Creative Commons License

Google, Unemployment, and the Future of Data

Wednesday, July 08, 2009 at 06:10 PM EDT

Google may eventually solve the problem of finding data on the web. Too bad its first effort reports the wrong numbers for unemployment.

Since leaving public service, I have occasionally pondered whether to start a company / organization to transform the way that data are made available on the web. The data are out there, but they remain a nuisance to find, a nuisance to manipulate, and a nuisance to display. I cringe every time I have to download CSV files, import to Excel, manipulate the data (in a good sense), make a chart, and fix the dumb formatting choices that Excel makes. All those steps should be much, much easier.

There are good solutions to many of these problems if you have a research assistant or are ready to spend $20,000 on an annual subscription. With ongoing technology advances, however, there ought to be a much cheaper (perhaps even free) way of doing this on the net. With some good programming, some servers, and careful design (both graphic and human factors), it should be possible to dis-intermediate research assistants and democratize the ability to access and analyze data. At least, that’s my vision.

Many organizations have attacked various pieces of this problem, and a few have even made some headway (FRED deserves special mention in economics). But when you think about it, this is really a problem that Google ought to solve. It has the servers, software expertise, and business model to make this work at large scale. And with its launch of a search service for public data it has already signaled its interest in this problem.

As a major data consumer, I wish Google every success in this effort. However, I’d also like to use their initial effort, now almost three months old, as a case study in what not to do.

Google’s first offering of economics data is the unemployment rate for the United States (also available for the individual states and various localities). Search for “unemployment rate united states” and Google will give you the following graph:

Your first reaction should be that this is great. With absolutely no muss and no fuss, you have an excellent (albeit sobering) chart of the unemployment rate since 1990. I would add myriad extensions to this – e.g., make it easier to look at shorter time periods, allow users to look at the change in the unemployment rate, rather than the level, etc. – but the basic concept is outstanding.
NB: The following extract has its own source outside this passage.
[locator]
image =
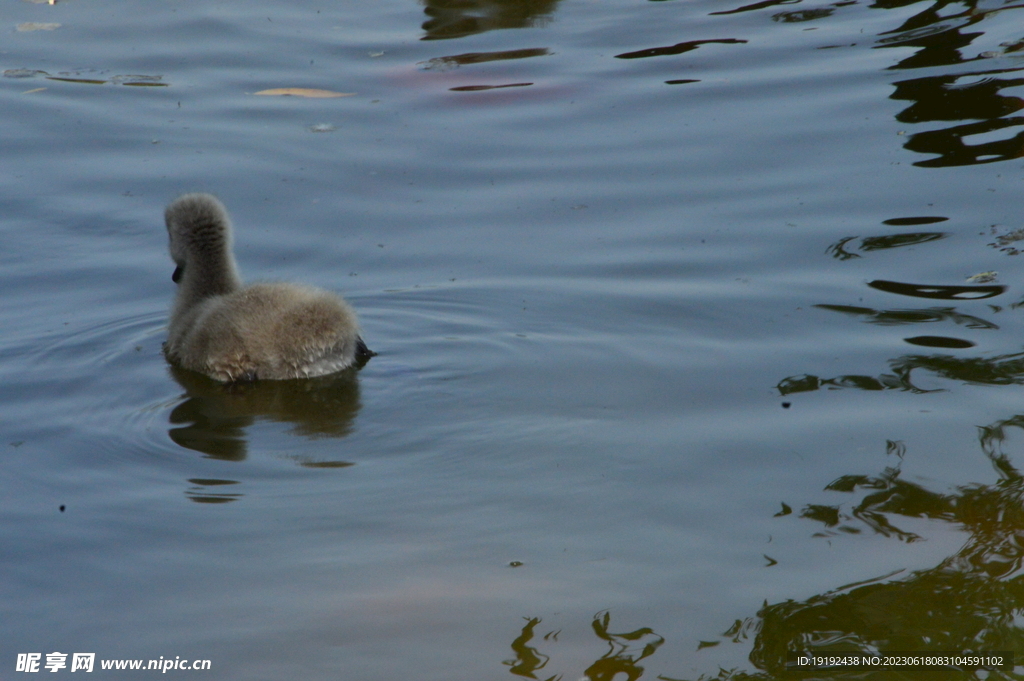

Unfortunately, there is one major problem: That’s the wrong unemployment rate.

Click over to the Bureau of Labor Statistics, open a newspaper (remember them?), or stay right here on my blog – all of them will tell you that the unemployment rate in June was 9.5% not 9.7%.

That may not seem like a big difference, but the principle is huge: if Google wants to be a data provider, it would be nice if the data are correct.

So what’s going on here? Well, the answer is a bit technical, but it boils down to the phrase “not seasonally adjusted.” See that on the chart? Google is reporting, absolutely correctly, the unemployment rate in its not-seasonally-adjusted form. However, economists, policymakers, and the punditocracy all focus on the seasonally-adjusted unemployment rate, which came in at 9.5%.

The reason for seasonal adjustment is simple: unemployment rises and falls at certain points during the year because of seasonal hiring patterns. If you want to discern how the economy is doing, it makes sense to strip out those seasonal variations. That’s what happens in virtually all economic data. (There are situations in which you might be interested in the unadjusted data. If you run the agency that pays unemployment insurance, for example, your monthly spending will depend on the unadjusted data. But those cases are very rare.)

My point here is not that Google goofed. It did, and it should switch to the seasonally-adjusted data as soon as possible. But that’s not the moral.

The moral is that data rarely speak for themselves. There’s almost always some folklore, known to initiates, about how data should and should not be used. As the web transforms the availability and use of data, it’s essential that the folklore be democratized as much as the raw data themselves.

How should that work in this case? Well, I would recommend that Google default users into the seasonally-adjusted data, since that’s what the vast majority of users will want. Most of those users never need to learn about seasonal adjustment. But Google should also allow users to access (”opt-into”, if you will) the non-seasonally-adjusted data, as long as they are also presented with something like the paragraph above on the rationale for seasonal adjustment. Viola, democratized data and democratized folklore.

P.S. Of course, there’s lots more folklore about the unemployment rate (U3 vs. U6, for example). More on that in the future.